Le Quotidien du Médecin 13/01/2011

Pour le président du Syndicat AOC-CSMF (anesthésistes, obstétriciens, chirurgiens), les « trous de garantie » n'existent plus : des solutions ont été trouvées qui règlent durablement le problème. Rien ne justifie la mise en place d'une mutualisation du risque, y compris en obstétrique, analyse le chirurgien orthopédique lyonnais.
LE QUOTIDIEN - Comment qualifieriez-vous les relations entre les médecins et les assureurs ?
Dr JACQUES CATON - De très bonnes. Un climat de confiance s'est établi entre nous grâce à l'accréditation, dont le bilan, avec quatre années de recul, est très positif. Seize organismes agréés sont actifs, et 6 700 spécialistes à risque sont accrédités. La culture de la déclaration est maintenant ancrée en nous. Avant, peu de chirurgiens se préoccupaient de l'antibioprophylaxie, laissant aux anesthésistes le soin de regarder si tout était en ordre. Depuis leur entrée dans l'accréditation, les chirurgiens regardent cela de près ; ils s'assurent systématiquement que le matériel est en place, et qu'il n'y a d'erreur ni sur l'identité du patient, ni sur le site à opérer. Des procédures et des référentiels ont été édictés, le gain est réel pour le patient. Les assureurs nous font confiance. Nous discutons souvent avec eux, ce qui a permis de déboucher sur des solutions satisfaisantes pour régler le problème de la RCP.
Pour vous, l'assurance des spécialistes à risque ne pose plus problème ?
En effet. Que constate-t-on ? Les assureurs sont revenus sur le marché : tous les médecins sont à nouveau assurables, ce qui n'était pas le cas après la crise de 2002. L'envolée des primes a été cassée : leur augmentation est raisonnable, de l'ordre de 5 % en 2011, comme pour les autres primes d'assurance. Restait le problème des trous de garantie. Voyant qu'aucune solution politique ne se profilait, nous avons pris les choses en main, et nous avons travaillé avec deux assureurs, ce qui a permis à mes yeux de régler le problème des trous de garantie. Grâce à l'aide que nous verse l'assurance-maladie, le coût de l'assurance est supportable aujourd'hui. Il n'y a plus de problème assurantiel. Ceci étant dit, il faudra bien, tôt ou tard, intégrer cette dépense dans le coût de la pratique.

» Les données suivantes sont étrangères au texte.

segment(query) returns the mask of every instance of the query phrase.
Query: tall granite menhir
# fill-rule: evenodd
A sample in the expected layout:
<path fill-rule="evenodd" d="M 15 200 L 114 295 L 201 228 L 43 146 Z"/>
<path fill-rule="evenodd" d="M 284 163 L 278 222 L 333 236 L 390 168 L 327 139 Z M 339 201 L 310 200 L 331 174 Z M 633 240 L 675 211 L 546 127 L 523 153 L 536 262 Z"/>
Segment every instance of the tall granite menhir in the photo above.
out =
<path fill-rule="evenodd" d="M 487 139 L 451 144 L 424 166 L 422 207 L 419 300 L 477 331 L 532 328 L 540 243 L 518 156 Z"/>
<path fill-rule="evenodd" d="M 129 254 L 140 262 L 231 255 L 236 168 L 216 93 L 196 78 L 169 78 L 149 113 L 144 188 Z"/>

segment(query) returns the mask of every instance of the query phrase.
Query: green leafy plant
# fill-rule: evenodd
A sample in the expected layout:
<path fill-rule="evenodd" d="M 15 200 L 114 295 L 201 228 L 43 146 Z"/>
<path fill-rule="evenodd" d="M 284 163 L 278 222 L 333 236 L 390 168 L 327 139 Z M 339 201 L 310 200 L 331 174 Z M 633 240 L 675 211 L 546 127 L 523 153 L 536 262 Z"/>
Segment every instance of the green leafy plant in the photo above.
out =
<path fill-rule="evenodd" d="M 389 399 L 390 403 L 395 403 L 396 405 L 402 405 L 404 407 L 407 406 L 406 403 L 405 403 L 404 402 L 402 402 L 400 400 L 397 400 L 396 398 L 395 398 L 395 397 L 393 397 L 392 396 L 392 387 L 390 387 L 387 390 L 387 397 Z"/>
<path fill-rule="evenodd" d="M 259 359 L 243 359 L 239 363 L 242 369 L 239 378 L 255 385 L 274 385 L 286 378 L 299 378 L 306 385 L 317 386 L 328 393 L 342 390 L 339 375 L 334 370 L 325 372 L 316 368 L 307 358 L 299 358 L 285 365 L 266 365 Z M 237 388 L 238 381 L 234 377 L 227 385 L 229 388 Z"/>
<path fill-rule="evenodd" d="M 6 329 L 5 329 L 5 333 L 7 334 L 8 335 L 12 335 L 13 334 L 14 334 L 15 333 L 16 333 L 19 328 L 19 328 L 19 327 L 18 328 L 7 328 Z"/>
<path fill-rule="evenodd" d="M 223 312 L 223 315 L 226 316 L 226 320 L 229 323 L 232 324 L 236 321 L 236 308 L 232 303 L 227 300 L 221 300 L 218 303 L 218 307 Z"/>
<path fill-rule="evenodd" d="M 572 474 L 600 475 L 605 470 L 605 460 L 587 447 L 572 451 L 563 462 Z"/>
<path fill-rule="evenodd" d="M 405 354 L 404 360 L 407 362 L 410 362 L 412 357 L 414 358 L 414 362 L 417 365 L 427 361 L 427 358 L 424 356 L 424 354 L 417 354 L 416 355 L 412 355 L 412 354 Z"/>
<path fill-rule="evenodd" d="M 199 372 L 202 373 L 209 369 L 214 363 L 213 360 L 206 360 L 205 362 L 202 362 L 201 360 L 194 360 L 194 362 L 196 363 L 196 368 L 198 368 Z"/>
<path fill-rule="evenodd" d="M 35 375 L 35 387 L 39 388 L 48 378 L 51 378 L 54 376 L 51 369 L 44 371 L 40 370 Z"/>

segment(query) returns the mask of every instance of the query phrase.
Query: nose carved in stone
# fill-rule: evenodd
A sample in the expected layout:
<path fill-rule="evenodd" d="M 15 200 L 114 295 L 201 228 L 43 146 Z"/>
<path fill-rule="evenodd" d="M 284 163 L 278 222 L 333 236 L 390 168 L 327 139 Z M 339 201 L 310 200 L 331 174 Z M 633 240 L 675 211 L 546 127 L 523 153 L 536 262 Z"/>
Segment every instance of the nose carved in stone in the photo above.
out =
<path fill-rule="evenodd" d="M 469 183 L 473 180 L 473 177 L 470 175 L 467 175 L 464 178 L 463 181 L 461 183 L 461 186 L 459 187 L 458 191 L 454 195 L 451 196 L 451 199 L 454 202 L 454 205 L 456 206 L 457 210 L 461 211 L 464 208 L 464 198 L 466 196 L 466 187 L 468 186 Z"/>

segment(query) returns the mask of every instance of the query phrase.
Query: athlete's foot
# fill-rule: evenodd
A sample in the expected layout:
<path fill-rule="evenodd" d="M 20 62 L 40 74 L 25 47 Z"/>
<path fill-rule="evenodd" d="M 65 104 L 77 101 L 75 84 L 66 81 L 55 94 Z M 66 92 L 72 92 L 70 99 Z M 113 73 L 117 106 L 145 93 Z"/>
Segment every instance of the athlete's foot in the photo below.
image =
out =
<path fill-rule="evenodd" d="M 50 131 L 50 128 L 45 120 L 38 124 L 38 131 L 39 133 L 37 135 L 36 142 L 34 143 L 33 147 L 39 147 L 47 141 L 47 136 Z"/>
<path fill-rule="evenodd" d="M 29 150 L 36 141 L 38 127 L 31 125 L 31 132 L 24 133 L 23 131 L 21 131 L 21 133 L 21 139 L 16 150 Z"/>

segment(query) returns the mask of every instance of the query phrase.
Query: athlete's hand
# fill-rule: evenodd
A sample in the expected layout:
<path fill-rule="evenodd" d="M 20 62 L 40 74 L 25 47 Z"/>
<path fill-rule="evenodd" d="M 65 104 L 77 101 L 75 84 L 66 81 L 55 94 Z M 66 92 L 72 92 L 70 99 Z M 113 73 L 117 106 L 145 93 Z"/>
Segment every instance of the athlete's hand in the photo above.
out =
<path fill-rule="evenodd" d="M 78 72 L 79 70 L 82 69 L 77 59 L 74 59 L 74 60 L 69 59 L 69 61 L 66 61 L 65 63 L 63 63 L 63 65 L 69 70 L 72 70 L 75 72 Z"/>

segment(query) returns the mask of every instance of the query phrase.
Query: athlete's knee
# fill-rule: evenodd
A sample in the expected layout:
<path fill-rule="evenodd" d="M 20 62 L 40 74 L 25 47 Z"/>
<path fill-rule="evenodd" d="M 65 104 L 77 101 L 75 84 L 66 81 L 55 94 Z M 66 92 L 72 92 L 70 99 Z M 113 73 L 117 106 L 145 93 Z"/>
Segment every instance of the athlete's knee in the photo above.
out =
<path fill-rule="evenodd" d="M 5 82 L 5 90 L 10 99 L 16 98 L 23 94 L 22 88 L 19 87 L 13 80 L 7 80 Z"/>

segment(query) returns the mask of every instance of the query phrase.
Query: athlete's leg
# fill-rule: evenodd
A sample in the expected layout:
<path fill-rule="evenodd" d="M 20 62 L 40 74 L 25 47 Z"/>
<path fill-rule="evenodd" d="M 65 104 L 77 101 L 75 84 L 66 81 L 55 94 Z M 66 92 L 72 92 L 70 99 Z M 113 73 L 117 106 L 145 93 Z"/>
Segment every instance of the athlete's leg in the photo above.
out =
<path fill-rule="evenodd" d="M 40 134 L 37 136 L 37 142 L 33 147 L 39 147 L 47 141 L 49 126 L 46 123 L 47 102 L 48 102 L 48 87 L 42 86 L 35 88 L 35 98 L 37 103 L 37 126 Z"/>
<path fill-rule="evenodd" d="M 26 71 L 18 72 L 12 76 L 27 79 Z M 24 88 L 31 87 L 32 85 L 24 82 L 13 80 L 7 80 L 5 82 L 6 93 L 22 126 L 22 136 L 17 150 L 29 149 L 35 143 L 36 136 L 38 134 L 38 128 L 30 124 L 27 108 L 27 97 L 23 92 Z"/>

Xavier Bertrand a décidé de reprendre le dossier de la RCP en main. C'est donc inutile à vos yeux ?
J'ai écrit à Xavier Bertrand pour lui dire que nous sommes satisfaits des solutions trouvées avec les assureurs, ce qui permet d'avoir une discussion sereine sans se précipiter. D'accord pour une nouvelle concertation, à condition de ne pas toucher à l'accréditation qui a fait ses preuves. Aujourd'hui, nous entendons dire, par bruit de couloir, que le DPC [développement professionnel continu] pourrait remettre en cause l'accréditation : nous ne sommes pas d'accord. S'il faut de nouvelles décisions politiques sur la RCP, rien ne sert de les prendre dans l'urgence.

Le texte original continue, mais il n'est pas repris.